Protein Y (from genome A) vs (all proteins from genome B) gives best hit Protein X

This ‘closer to each other than anything else’ relationship is generally more important than E-value thresholds per se.

We need to set up two sets of searches - the proteins from genome a vs the proteins from genome b, and vice versa. We’re only interested in the best hit, because we’re ignoring the possibility of paralogs (this is only a quick and dirty analysis).
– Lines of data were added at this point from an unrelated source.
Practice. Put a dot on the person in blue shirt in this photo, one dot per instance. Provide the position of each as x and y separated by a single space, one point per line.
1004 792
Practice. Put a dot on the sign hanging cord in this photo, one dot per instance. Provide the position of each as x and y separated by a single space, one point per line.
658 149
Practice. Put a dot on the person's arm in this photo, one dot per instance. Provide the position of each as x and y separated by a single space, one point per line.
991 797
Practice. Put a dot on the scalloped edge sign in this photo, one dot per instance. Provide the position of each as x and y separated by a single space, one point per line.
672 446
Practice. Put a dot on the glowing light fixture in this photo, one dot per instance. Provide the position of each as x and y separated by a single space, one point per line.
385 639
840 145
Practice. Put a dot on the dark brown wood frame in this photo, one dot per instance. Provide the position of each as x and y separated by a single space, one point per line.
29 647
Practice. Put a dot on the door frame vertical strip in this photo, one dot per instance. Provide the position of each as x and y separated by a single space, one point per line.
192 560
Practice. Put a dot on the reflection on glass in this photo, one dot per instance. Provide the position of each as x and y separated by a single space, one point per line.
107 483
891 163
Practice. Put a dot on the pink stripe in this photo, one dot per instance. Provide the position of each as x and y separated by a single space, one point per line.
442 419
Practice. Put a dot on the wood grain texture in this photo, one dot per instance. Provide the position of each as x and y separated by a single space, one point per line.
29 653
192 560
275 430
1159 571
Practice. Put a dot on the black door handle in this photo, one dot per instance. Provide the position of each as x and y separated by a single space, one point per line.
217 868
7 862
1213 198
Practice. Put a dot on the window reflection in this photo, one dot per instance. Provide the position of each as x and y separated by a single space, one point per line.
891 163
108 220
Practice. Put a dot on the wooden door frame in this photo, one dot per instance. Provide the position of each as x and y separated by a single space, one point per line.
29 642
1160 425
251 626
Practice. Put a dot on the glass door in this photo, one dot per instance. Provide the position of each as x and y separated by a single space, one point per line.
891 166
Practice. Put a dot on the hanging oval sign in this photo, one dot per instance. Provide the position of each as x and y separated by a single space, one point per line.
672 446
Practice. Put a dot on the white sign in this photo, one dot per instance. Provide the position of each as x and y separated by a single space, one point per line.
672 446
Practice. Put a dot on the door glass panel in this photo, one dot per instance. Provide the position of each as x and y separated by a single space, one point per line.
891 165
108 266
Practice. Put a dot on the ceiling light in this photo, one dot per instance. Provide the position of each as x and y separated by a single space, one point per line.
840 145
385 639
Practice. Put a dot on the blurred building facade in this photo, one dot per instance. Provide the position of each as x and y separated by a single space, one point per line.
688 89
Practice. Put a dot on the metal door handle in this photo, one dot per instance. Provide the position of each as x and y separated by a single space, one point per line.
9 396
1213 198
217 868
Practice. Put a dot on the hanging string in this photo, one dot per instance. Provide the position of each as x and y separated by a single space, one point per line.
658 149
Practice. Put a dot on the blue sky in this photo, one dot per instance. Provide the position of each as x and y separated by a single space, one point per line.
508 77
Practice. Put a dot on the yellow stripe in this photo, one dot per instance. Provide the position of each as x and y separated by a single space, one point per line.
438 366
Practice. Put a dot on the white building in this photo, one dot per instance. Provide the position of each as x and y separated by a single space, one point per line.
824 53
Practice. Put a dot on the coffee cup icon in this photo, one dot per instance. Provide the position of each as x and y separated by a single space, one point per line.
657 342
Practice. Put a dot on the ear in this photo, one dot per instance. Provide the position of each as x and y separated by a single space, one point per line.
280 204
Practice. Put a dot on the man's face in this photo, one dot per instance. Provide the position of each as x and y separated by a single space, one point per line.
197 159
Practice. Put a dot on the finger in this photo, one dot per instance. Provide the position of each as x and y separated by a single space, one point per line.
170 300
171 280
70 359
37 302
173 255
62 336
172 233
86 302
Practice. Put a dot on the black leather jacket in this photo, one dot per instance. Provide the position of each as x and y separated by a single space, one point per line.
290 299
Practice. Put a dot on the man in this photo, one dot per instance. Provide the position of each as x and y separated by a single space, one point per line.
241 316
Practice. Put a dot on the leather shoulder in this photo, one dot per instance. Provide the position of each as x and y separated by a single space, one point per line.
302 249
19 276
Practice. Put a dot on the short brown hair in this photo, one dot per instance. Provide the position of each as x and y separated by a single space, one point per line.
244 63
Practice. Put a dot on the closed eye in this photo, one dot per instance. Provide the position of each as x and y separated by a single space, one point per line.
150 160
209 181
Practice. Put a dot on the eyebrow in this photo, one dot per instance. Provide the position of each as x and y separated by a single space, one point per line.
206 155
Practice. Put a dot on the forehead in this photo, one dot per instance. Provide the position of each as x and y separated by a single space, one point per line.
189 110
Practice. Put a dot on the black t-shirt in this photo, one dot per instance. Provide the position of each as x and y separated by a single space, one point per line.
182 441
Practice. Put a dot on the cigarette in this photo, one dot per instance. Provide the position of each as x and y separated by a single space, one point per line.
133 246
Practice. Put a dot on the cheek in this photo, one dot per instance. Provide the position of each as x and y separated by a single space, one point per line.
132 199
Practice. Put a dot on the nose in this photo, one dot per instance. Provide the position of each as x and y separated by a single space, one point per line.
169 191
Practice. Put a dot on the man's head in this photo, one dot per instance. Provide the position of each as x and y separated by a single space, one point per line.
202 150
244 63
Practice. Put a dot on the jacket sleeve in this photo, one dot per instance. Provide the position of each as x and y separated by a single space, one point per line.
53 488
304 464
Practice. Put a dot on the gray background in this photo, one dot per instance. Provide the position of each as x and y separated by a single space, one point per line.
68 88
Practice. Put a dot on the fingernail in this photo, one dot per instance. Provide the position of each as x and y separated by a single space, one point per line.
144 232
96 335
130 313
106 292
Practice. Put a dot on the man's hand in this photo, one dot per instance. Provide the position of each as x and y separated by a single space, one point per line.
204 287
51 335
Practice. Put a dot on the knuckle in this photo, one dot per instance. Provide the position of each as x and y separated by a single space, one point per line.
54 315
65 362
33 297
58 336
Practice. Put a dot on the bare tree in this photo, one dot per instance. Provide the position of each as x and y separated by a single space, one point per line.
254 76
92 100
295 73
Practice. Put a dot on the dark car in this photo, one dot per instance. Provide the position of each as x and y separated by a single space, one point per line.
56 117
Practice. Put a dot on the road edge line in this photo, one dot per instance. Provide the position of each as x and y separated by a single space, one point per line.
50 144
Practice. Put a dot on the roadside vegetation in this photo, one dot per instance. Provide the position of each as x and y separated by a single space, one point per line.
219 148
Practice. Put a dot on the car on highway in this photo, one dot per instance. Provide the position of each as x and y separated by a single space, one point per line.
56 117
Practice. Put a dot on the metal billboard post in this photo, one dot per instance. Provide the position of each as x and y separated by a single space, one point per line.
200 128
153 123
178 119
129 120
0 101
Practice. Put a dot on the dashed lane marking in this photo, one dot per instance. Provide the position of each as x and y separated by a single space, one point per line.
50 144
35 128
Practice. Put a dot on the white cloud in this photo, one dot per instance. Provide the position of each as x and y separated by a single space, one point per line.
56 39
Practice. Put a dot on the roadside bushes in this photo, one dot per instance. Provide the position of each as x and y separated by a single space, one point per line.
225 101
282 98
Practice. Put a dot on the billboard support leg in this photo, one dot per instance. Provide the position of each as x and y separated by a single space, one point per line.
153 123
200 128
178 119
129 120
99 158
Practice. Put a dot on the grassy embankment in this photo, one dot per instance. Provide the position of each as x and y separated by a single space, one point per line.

I do this using ssearch from the FASTA package, but you could use BLAST. (ssearch will work directly on Fasta formatted sequences, without the special database processing that BLAST needs). The important thing is that the 1st column of output contains the identifier of the searched ‘query’ sequence and the 2nd column, the database hit. In the commands below the -m 8 option specifies this sort of tabular output. -b 1 specifies just the best hit (it’s vital to do this for the procedure below to work). -E 0.1 is an E-value threshold, just to be on the safe side and guard against really spurious hits that happen to be also be ‘reciprocal’. The 2nd command inverts the order of the ‘query’ and ‘database’ protein sets, turning the ‘query’ of the first command into the ‘database’ and the ‘database’ into the ‘query’. The output files need to be named differently, in a way that will help you keep track later on.

ssearch36 -m 8 -b 1 -E 0.1 proteins_a proteins_b > proteins_a_vs_proteins_b_ssearch.txt
ssearch36 -m 8 -b 1 -E 0.1 proteins_b proteins_a > proteins_b_vs_proteins_a_ssearch.txt

These searches are likely to be quite slow (hours), depending on how many proteins there are.

From the 1st file (a vs b) extract just the identifiers, which are in the first two columns, and sort them in alphabetical order:

awk '{ print $1,$2 }' proteins_a_vs_proteins_b_ssearch.txt | sort -u > a_vs_b.txt

For the 2nd file (b vs a), we need to invert the identifiers so that we can compare the two files later. This is done by inverting the field specifiers in the awk command $2 and $1:

awk '{ print $2,$1 }' proteins_b_vs_proteins_a_ssearch.txt | sort -u > b_vs_a.txt

Each line consists of a pair of sequences. We just need to find the lines that are in common between the two files. We can do this using the unix comm command. comm needs the files it’s comparing to be sorted lexically, but we did this in the step above.

comm -12 a_vs_b.txt b_vs_a.txt > rbh_ortholog_pairs.txt

The -12 switch suppresses lines that are only found in file 1 or 2. rbh_ortholog_pairs.txt should now contain a list of reciprocal best hits, which are often used as an approximate set of orthologs.

How good are reciprocal best hits as orthologs?

It depends. If there’s a 1:1 correspondence between the genes in your two genomes, they’re likely to be quite good. This criterion is more likely to be met for relatively close genomes - say from the same phylum. Comparisons between an invertebrate and a vertebrate are likely to be more problematic because there are often many vertebrate co-orthologs of a given vertebrate gene. Gene families that evolve rapidly, or very short genes are more likely to cause problems. This procedure makes most sense to generate a broad overview. If you care deeply about the orthologs of a very particular set of sequences, it would be better to do a proper phylogenetic analysis.